FOX appealed the case, and on February 14, 2003 the Florida Second District Court of Appeals…[ruled that reporting] the station’s actions to the FCC did not deserve protection under Florida’s whistle blower statute, because Florida’s whistle blower law states that an employer must violate an adopted “law, rule, or regulation.” In a stunningly narrow interpretation of FCC rules, the Florida Appeals court claimed that the FCC policy against falsification of the news does not rise to the level of a “law, rule, or regulation,” it was simply a “policy.” Therefore, it is up to the station whether or not it wants to report honestly.5

FOX News map with Iraq mislabeled as Egypt

FOX News map with Iraq mislabeled as Egypt

“A former Fox News employee… [who] agreed to talk with Media Matters confirmed… that Fox News is run as a purely partisan operation, virtually every news story is actively spun by the staff, its primary goal is to prop up Republicans and knock down Democrats, and that staffers at Fox News routinely operate without the slightest regard for fairness or fact checking,” notes Eric Boehlert:

It’s clear that Fox News has become a misleading, partisan outlet. But here’s what the source stresses: Fox News is designed to mislead its viewers and designed to engage in a purely political enterprise.

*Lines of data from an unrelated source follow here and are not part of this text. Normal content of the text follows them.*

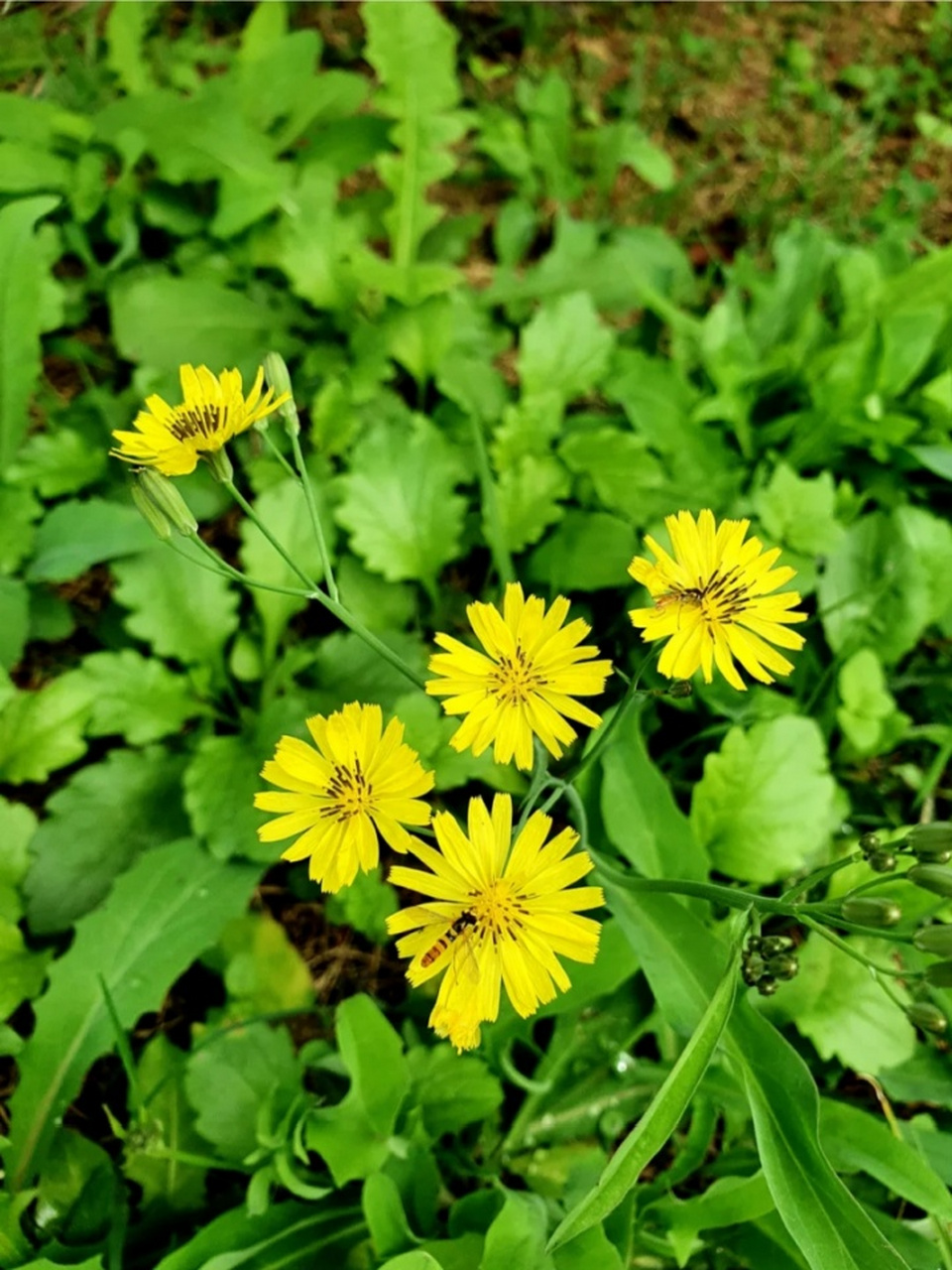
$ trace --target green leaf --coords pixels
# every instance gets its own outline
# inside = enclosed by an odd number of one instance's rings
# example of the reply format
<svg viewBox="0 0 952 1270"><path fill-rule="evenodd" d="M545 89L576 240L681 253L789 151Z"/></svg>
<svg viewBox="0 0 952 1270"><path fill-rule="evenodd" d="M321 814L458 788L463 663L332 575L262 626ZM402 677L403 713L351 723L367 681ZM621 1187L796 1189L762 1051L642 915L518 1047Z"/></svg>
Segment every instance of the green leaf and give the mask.
<svg viewBox="0 0 952 1270"><path fill-rule="evenodd" d="M90 1064L114 1044L99 975L123 1027L157 1010L169 984L244 909L258 880L193 841L146 852L95 912L81 918L69 952L50 969L37 1025L19 1058L10 1110L8 1184L28 1186L43 1167L56 1124ZM69 1041L63 1044L63 1038Z"/></svg>
<svg viewBox="0 0 952 1270"><path fill-rule="evenodd" d="M284 1027L253 1022L223 1031L188 1059L185 1093L195 1128L235 1162L258 1147L261 1107L278 1121L301 1090L301 1072Z"/></svg>
<svg viewBox="0 0 952 1270"><path fill-rule="evenodd" d="M796 872L826 845L836 785L812 719L786 716L731 728L704 759L691 823L715 869L770 883Z"/></svg>
<svg viewBox="0 0 952 1270"><path fill-rule="evenodd" d="M0 474L27 431L27 406L39 376L46 259L33 226L58 198L22 198L0 208Z"/></svg>
<svg viewBox="0 0 952 1270"><path fill-rule="evenodd" d="M126 630L159 657L216 662L237 629L239 597L230 583L166 547L113 566L116 598L131 610Z"/></svg>
<svg viewBox="0 0 952 1270"><path fill-rule="evenodd" d="M636 544L635 530L617 516L572 509L532 552L529 575L559 592L619 587Z"/></svg>
<svg viewBox="0 0 952 1270"><path fill-rule="evenodd" d="M321 508L320 490L316 491L315 497L325 533L329 535L333 522L326 514L326 507ZM308 578L320 583L322 579L321 554L300 484L291 479L278 481L277 485L272 485L258 495L255 511L287 550L291 559L303 569ZM327 550L330 551L333 547L331 540L327 542ZM241 525L241 564L251 578L270 585L301 587L301 579L291 565L278 555L258 526L248 519ZM288 622L294 613L302 612L310 601L298 599L296 596L275 594L270 591L255 591L254 602L264 627L264 658L270 664Z"/></svg>
<svg viewBox="0 0 952 1270"><path fill-rule="evenodd" d="M283 320L265 304L206 278L122 274L109 290L109 309L122 357L160 371L189 362L216 373L237 366L250 377L261 351L286 340Z"/></svg>
<svg viewBox="0 0 952 1270"><path fill-rule="evenodd" d="M0 706L0 780L44 781L81 758L90 709L89 687L76 672L38 692L18 692Z"/></svg>
<svg viewBox="0 0 952 1270"><path fill-rule="evenodd" d="M459 552L466 503L453 490L462 475L458 453L425 419L410 428L378 424L354 446L350 472L340 478L338 522L368 569L433 588Z"/></svg>
<svg viewBox="0 0 952 1270"><path fill-rule="evenodd" d="M602 819L625 859L646 878L666 878L674 871L679 878L706 879L704 851L668 781L649 758L636 710L618 725L602 768Z"/></svg>
<svg viewBox="0 0 952 1270"><path fill-rule="evenodd" d="M838 1172L862 1171L910 1204L952 1222L948 1187L914 1147L859 1107L823 1099L820 1138Z"/></svg>
<svg viewBox="0 0 952 1270"><path fill-rule="evenodd" d="M77 673L93 695L90 737L124 737L131 745L145 745L180 732L187 719L207 710L185 676L131 648L91 653Z"/></svg>
<svg viewBox="0 0 952 1270"><path fill-rule="evenodd" d="M693 1030L715 992L722 945L674 897L605 890L664 1015ZM774 1204L811 1270L909 1270L820 1148L816 1086L798 1054L743 999L725 1046L744 1080Z"/></svg>
<svg viewBox="0 0 952 1270"><path fill-rule="evenodd" d="M164 1203L176 1212L204 1203L206 1170L176 1160L179 1152L201 1154L204 1139L195 1130L185 1100L187 1055L161 1033L142 1050L137 1077L146 1106L146 1134L126 1139L123 1172L142 1187L142 1203ZM150 1153L157 1142L170 1158Z"/></svg>
<svg viewBox="0 0 952 1270"><path fill-rule="evenodd" d="M503 537L510 551L538 542L561 519L560 499L570 491L569 474L552 455L522 455L496 483Z"/></svg>
<svg viewBox="0 0 952 1270"><path fill-rule="evenodd" d="M413 1081L410 1102L423 1111L434 1142L486 1120L503 1102L501 1085L480 1058L461 1057L449 1045L416 1045L406 1062Z"/></svg>
<svg viewBox="0 0 952 1270"><path fill-rule="evenodd" d="M847 942L873 960L883 955L877 940L850 936ZM765 1005L769 1017L795 1022L821 1058L838 1058L857 1072L876 1076L911 1058L915 1029L864 965L815 935L797 956L800 974Z"/></svg>
<svg viewBox="0 0 952 1270"><path fill-rule="evenodd" d="M155 535L135 507L102 498L58 503L38 531L27 577L67 582L90 565L135 555L155 545Z"/></svg>
<svg viewBox="0 0 952 1270"><path fill-rule="evenodd" d="M803 555L828 555L843 536L830 472L807 479L778 464L757 494L757 514L770 537Z"/></svg>
<svg viewBox="0 0 952 1270"><path fill-rule="evenodd" d="M383 1165L410 1076L400 1038L369 997L344 1001L336 1027L350 1088L336 1106L311 1113L305 1138L308 1151L324 1156L335 1185L343 1186Z"/></svg>
<svg viewBox="0 0 952 1270"><path fill-rule="evenodd" d="M647 1111L625 1142L616 1148L594 1190L590 1190L559 1224L548 1241L550 1250L604 1220L637 1185L641 1171L680 1124L727 1025L734 1006L739 965L740 944L730 958L701 1022L664 1085L651 1100Z"/></svg>
<svg viewBox="0 0 952 1270"><path fill-rule="evenodd" d="M17 578L0 578L0 667L13 669L29 631L29 592Z"/></svg>
<svg viewBox="0 0 952 1270"><path fill-rule="evenodd" d="M140 754L114 749L53 794L23 888L32 930L65 931L142 852L188 832L182 766L159 747Z"/></svg>
<svg viewBox="0 0 952 1270"><path fill-rule="evenodd" d="M218 944L225 987L239 1017L314 1005L311 972L279 922L264 913L236 917Z"/></svg>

In 2010, all sorts of evidence tumbled out to confirm that fact, like the recently leaked emails from inside Fox News, in which a top editor instructed his newsroom staffers (not just the opinion show hosts) to slant the news when reporting on key stories such as climate change and health care reform.

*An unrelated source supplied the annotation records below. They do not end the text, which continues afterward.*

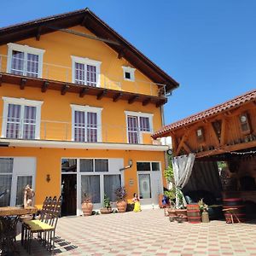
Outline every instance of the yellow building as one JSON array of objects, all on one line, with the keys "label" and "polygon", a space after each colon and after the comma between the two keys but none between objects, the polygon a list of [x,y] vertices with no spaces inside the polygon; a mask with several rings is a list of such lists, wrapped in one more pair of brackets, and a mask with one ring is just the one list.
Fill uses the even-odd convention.
[{"label": "yellow building", "polygon": [[[0,29],[0,206],[63,196],[81,214],[125,186],[158,203],[166,94],[178,84],[88,9]],[[125,168],[126,167],[126,168]]]}]

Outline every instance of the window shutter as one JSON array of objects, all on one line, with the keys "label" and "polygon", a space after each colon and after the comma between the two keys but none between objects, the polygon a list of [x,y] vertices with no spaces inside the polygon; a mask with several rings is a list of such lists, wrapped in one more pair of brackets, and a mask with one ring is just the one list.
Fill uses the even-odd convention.
[{"label": "window shutter", "polygon": [[140,117],[141,131],[150,131],[149,118]]},{"label": "window shutter", "polygon": [[9,104],[6,124],[6,137],[19,138],[20,130],[20,105]]},{"label": "window shutter", "polygon": [[85,118],[84,111],[74,112],[74,141],[85,141]]},{"label": "window shutter", "polygon": [[36,134],[37,108],[25,106],[23,119],[23,138],[34,139]]},{"label": "window shutter", "polygon": [[97,113],[87,113],[87,142],[97,142]]}]

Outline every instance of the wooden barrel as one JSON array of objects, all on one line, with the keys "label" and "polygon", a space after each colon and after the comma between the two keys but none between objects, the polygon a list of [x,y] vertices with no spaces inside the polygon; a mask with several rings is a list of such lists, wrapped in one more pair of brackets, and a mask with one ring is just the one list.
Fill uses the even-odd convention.
[{"label": "wooden barrel", "polygon": [[224,216],[227,223],[232,223],[231,215],[233,216],[234,223],[238,222],[238,219],[236,218],[236,216],[241,222],[246,221],[246,208],[241,198],[224,199],[223,208],[224,210],[231,209],[230,211],[224,211]]},{"label": "wooden barrel", "polygon": [[189,223],[201,223],[201,212],[198,204],[187,205],[187,215]]}]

Meanwhile, Media Matters revealed that during the 2009-2010 election cycle, dozens of Fox News personalities endorsed, raised money, or campaigned for Republican candidates or organizations in more than 600 instances. And in terms of free TV airtime that Fox News handed over to GOP hopefuls, Media Matters calculated the channel essentially donated $55 million worth of airtime to Republican presidential hopefuls last year who also collect Fox News paychecks.6

Notes Glenn P. Hastedt in American Foreign Policy: Past, Present, and Future, “conservative Republicans tend to watch Fox News and liberal Democrats tend to watch CNN or MSNBC.” 7

The sources on which the people relied for information about the war [in Iraq] played a major role in explaining [their perception of events]. Fox was the news source for those who had the most misperceptions, while NPR listeners held the fewest misperceptions.